What's holding more of these businesses back isn't a lack of ambition or desire. It's paperwork.

Getting a permit to open a restaurant or add outdoor seating, or simply renew a license, can take months, sometimes the better part of a year. Every step means another form, another fee, another office to call. American businesses spent $521 billion on regulatory compliance in 2024. Small business owners pay roughly $14,700 per employee just to stay in compliance – that’s 20% more than large companies that can hire entire teams to handle it.

That cost impacts the entire community. It slows hiring, delays openings, and quietly guts the kind of local entrepreneurship that makes Pennsylvania communities worth living in. We estimate that reducing permit wait times by just 30 days could unlock over $6.5 billion in new restaurant sales nationwide.
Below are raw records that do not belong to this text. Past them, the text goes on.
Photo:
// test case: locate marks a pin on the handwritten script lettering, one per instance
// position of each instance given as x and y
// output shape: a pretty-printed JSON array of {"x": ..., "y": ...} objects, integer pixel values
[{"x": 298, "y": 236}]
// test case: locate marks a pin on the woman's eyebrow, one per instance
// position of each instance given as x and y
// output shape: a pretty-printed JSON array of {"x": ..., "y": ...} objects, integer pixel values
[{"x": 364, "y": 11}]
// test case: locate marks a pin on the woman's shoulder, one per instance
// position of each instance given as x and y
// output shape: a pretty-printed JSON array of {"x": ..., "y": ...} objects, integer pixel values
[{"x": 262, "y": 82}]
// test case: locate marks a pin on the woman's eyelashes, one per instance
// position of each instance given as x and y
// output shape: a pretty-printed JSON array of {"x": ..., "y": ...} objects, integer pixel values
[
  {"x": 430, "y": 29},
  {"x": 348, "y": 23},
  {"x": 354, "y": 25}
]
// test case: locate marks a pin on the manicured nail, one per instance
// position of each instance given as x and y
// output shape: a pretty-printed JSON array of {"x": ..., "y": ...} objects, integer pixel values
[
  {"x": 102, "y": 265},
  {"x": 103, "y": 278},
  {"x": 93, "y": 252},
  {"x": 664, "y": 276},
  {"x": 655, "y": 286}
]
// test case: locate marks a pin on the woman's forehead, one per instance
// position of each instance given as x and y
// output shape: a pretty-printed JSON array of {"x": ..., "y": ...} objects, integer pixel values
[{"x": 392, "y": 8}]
That’s money that stays in communities, goes to employees, and powers local economies.

DoorDash launched Unlocking Main Street to change that. Unlocking Main Street is a national campaign to cut the red tape holding small businesses back – and states like Pennsylvania are central to it.

The agenda is practical: permit deadlines that agencies are actually required to meet, fee waivers for businesses in their critical first year, and digital portals where entrepreneurs can track their applications in real time instead of chasing down answers across multiple offices.

We're talking to business owners across the state, bringing their stories to policymakers, and backing reforms we know work because cities are already proving it.

Philadelphia is a good example. The City Council recently moved to cut the permitting timeline for outdoor dining, a process that used to take up to 18 months, by letting more restaurants skip the separate Council vote. The city is also piloting an AI tool that helps owners figure out what permits they need before they even start, cutting down on the back-and-forth that eats up time and money. Neither of these changes required a massive new program or a big budget; they just required someone in power deciding it was worth doing.

That's the opportunity in front of Pennsylvania's leaders right now. The small business owners opening restaurants and shops in your communities are navigating this every day, and they remember when their elected officials help clear the path – or when they stand by as things get tough. They're not asking for special treatment. They're asking for a government that doesn't slow them down.

DoorDash brings the data, the merchant network, and a national playbook to back that work up. Through our DashRoots grassroots network, we're organizing small business owners across the country to share their stories and push for change. We're looking for partners in Harrisburg and in city halls across Pennsylvania who want to get ahead of it.

When it gets easier to open a business, hire a first employee, or expand to a second location, everyone wins: the entrepreneur, the neighborhood, and the leaders who helped make it happen. Pennsylvania's small businesses aren't a line item. They're the fabric of our communities. Pennsylvania has everything it needs for a real Main Street comeback. Let's unlock it.